O efectivo de militares, assim como de armamento, não pára de aumentar nas províncias centrais de Manica e Sofala. Informações não oficiais indicam que as Forças Armadas de Defesa de Moçambique (FADM) cercaram o aeródromo municipal de Gorongosa e estão cada vez mais próximas de controlar a região de Santujira, onde Afonso Dhlakama reside desde Outubro passado. A mineradora Rio Tinto interrompeu a exportação de carvão mineral.

Continua-se a viver em clima de “guerra” na região centro de Moçambique apesar dos últimos ataque armados confirmados terem acontecido na segunda-feira (24). O trânsito de viaturas continua a ser feito à luz do dia e sob forte escolta de soldados das FADM e agentes das Forças de Intervenção Rápida (FIR).

Em Muxúnguè, os cidadãos que não abandonaram o posto administrativo, vivem em permanente alerta. Esta terça-feira (25) um helicóptero e uma avioneta, cuja origem e ocupantes não foi possível identificar, sobrevoaram durante algum tempo a região.

Sem poder precisar, o nosso jornalista na região centro indica que o efectivo de militares das FADM já ultrapassou os mil homens, todos fortemente armados, que poderão estar a preparar uma ofensiva ao reduto do líder da Renamo.

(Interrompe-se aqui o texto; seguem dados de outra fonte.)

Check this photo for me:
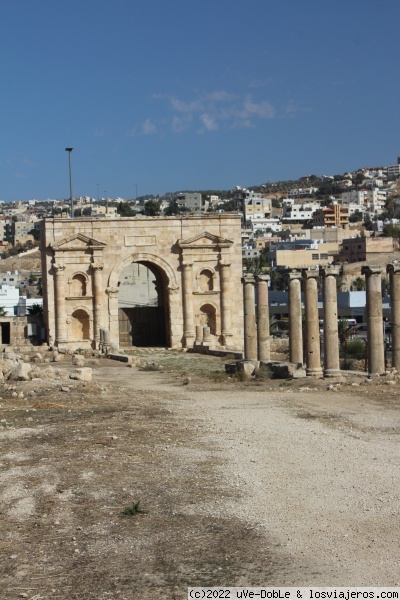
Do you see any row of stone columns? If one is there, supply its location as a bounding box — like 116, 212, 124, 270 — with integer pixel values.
243, 264, 400, 377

Nesta quarta-feira o Tribunal Judicial do Distrito Municipal de KaMpfumo, na capital moçambicana, legalizou a prisão do brigadeiro Jerónimo Malagueta, chefe do Departamento de Informação da Renamo, que há uma semana fez a declaração de “guerra” do partido de Afonso Dhlakama. Malagueta foi conduzido a Cadeia Central da Machava onde vai aguardar o julgamento.

Rio Tinto parou exportação

A mineradora australiana Rio Tinto refutou notícias que dão conta de um descarrilamento de um comboio seu, no posto administrativo de Dôa, no distrito de Moatize, em resultado da acção de indivíduos desconhecidos que retiraram a agulha que faz o desvio da linha férrea. Contudo a empresa suspendeu a exportação de carvão mineral através da linha de Sena, que conecta a sua mina em Moatize, na província de Tete, ao porto da Beira, na província de Sofala.

Num breve contacto com a nossa reportagem a Rio Tinto, Hélder Ossmane da assessoria de imprensa, disse “Interrompemos as nossas operações na Linha de Sena, enquanto avaliamos a actual situação. A produção na mina de Benga continua.”

Entretanto, a mineradora brasileira Vale Moçambique não parou de usar a linha de Sena e continua a exportar carvão mineral. Açucena Paul da assessoria de imprensa afirmou que a Vale Moçambique está alerta “observando os acontecimentos e evitando exposições desnecessárias em zonas de possíveis confrontos “.

A empresa Caminhos de Ferro de Moçambique anunciou a suspensão da venda de bilhetes para os comboios de passageiros, na região centro de Moçambique, devido à insegurança que se vive.